I’ve got the legs of an ox but you’re right if I’m not doing enough legs there could be an off balance. I doubt my upper body is as strong as my lower body. I’ll knock anyone’s head off in a fight so in case both arms are broken I’d never have to worry cuz these legs will never let me down. So should I hit legs more than once a week then?

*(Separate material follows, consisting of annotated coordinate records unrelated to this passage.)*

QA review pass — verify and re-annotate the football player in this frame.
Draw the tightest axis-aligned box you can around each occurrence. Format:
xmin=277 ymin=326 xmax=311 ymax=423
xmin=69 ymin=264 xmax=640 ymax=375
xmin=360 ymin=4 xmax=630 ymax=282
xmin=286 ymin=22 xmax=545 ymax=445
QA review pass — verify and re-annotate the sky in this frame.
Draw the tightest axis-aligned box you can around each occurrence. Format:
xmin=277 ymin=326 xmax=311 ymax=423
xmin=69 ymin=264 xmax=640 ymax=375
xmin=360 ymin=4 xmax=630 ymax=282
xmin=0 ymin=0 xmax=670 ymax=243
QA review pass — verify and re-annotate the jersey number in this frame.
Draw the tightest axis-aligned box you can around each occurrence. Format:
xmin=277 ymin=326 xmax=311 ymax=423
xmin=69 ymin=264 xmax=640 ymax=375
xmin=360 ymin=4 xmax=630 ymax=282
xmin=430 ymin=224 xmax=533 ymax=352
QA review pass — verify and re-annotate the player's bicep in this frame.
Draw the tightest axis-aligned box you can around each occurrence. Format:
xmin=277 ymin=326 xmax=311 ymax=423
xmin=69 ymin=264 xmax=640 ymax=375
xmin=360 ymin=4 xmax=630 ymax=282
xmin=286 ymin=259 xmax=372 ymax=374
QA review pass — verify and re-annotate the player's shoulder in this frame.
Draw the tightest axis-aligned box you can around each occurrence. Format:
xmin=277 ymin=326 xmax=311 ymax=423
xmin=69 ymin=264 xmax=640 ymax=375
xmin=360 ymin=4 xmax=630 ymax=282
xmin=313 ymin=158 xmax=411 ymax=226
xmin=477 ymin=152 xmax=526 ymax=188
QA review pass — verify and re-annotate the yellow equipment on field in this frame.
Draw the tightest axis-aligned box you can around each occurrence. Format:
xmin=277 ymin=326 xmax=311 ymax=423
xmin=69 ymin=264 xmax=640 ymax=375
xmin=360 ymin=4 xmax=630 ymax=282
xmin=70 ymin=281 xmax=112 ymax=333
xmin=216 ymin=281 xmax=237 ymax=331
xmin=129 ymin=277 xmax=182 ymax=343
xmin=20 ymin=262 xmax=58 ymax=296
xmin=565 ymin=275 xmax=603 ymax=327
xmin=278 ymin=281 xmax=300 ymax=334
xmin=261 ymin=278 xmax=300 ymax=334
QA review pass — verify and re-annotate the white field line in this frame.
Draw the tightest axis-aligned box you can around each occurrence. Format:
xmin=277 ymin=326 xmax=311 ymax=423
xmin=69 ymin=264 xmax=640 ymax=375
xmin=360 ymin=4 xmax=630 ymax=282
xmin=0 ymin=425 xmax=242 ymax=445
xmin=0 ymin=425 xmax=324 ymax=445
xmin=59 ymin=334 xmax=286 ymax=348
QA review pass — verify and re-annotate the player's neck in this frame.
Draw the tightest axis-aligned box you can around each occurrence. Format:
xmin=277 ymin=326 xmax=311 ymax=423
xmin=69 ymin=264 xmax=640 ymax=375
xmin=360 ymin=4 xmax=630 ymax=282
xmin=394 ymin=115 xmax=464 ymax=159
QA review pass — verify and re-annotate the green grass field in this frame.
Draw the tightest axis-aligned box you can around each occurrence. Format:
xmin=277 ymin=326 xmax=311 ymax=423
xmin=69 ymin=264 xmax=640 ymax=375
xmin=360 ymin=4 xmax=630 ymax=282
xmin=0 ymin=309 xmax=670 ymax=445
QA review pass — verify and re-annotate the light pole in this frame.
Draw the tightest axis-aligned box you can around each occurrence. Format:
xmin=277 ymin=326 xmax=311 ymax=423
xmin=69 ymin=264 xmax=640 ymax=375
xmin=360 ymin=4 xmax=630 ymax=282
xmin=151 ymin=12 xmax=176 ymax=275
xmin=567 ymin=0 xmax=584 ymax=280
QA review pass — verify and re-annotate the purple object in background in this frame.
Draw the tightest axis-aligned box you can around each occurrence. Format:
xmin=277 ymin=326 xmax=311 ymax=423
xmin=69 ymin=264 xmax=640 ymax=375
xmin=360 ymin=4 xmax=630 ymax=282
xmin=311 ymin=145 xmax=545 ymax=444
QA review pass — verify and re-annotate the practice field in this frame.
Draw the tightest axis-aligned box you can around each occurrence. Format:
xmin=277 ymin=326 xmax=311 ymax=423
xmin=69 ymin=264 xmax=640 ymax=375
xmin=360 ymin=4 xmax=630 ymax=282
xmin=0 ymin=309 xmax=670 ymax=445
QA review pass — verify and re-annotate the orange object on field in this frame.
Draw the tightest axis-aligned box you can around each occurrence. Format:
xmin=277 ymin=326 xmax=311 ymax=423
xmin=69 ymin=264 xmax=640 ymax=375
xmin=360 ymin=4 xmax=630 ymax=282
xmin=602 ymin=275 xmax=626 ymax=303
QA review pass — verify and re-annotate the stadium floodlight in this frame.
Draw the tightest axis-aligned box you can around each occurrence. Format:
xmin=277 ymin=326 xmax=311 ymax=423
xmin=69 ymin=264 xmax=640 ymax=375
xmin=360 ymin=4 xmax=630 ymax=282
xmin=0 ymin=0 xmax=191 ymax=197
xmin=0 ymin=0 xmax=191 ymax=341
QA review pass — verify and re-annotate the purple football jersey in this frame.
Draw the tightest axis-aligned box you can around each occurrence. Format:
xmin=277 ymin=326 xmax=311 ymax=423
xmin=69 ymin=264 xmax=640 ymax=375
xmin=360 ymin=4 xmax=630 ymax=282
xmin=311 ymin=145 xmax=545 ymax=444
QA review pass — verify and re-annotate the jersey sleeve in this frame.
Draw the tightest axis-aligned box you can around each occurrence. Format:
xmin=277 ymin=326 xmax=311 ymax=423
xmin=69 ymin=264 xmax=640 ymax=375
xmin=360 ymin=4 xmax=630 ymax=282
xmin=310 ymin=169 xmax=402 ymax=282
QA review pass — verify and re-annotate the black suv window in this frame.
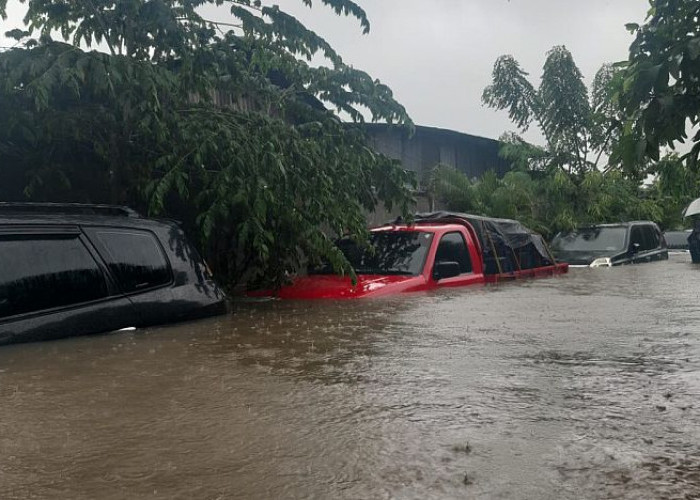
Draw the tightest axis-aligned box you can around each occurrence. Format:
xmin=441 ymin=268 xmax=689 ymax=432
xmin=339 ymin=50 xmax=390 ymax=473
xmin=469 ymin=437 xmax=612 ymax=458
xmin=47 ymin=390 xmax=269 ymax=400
xmin=88 ymin=228 xmax=171 ymax=293
xmin=0 ymin=234 xmax=108 ymax=318
xmin=630 ymin=226 xmax=646 ymax=251
xmin=435 ymin=233 xmax=472 ymax=274
xmin=642 ymin=225 xmax=659 ymax=250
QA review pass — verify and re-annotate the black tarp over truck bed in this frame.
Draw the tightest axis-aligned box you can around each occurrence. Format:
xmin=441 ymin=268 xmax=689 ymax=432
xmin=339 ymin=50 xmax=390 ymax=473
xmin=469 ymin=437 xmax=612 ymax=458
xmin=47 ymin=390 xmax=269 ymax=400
xmin=395 ymin=212 xmax=555 ymax=274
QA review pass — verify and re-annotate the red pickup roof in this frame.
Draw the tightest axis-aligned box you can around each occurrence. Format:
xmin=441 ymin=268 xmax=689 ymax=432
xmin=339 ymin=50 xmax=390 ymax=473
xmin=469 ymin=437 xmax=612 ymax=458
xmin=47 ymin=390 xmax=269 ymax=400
xmin=251 ymin=212 xmax=568 ymax=299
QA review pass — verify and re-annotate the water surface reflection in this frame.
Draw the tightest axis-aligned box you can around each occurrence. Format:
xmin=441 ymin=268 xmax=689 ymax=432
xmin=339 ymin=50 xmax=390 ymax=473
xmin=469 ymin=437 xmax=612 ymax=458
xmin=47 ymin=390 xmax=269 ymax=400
xmin=0 ymin=256 xmax=700 ymax=499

I practically use them everyday for kickboxing
 
So this old school cat at the gym tells me yesterday morning to completely forget what I’m doing.. and do this routine 3 times a week:

So MONDAYS, WEDNESDAYS AND FRIDAYS..

SQUATS
BENCH PRESS
INCLINE PRESS
LAT PULLDOWNS
ROWS AND SHRUGS
MILITARY PRESSES
BARBELL CURLS
LYING TRICEPS EXTENSIONS
DEADLIFTS
CALF RAISES

My question is would that be enough variety? Would that make me break my plateau. He swears by it and he tells me he’s been doing it for 3 months. The guy is 6’4” and weighs 245 pounds and I’ve seen him lift some heavy weights here and there. He was kind of pisses when I out deadlifted him yesterday which was a surprise to me considering I have back problems and haven’t deadlifted as much as I’d liked but pulled 4 clean reps of 525 ibs.. I know that’s nothing to brag about but hopefully I’ll be able to beat my PR in the future. We will see. But what do you guys think of the suggestion he brought up? Would it be worth a try or should I stick to my routine ?
 
It's simple but I like it. Lots of good compound movements. Throw in some lateral raises of some sort to round out things as nothing in there really hits them.
It's basically what a lot of power lifters do if you add in some isolation movements such as leg curls and extensions to round out legs, and add another variety of rows (t bar, dumbbells, etc). You get the idea.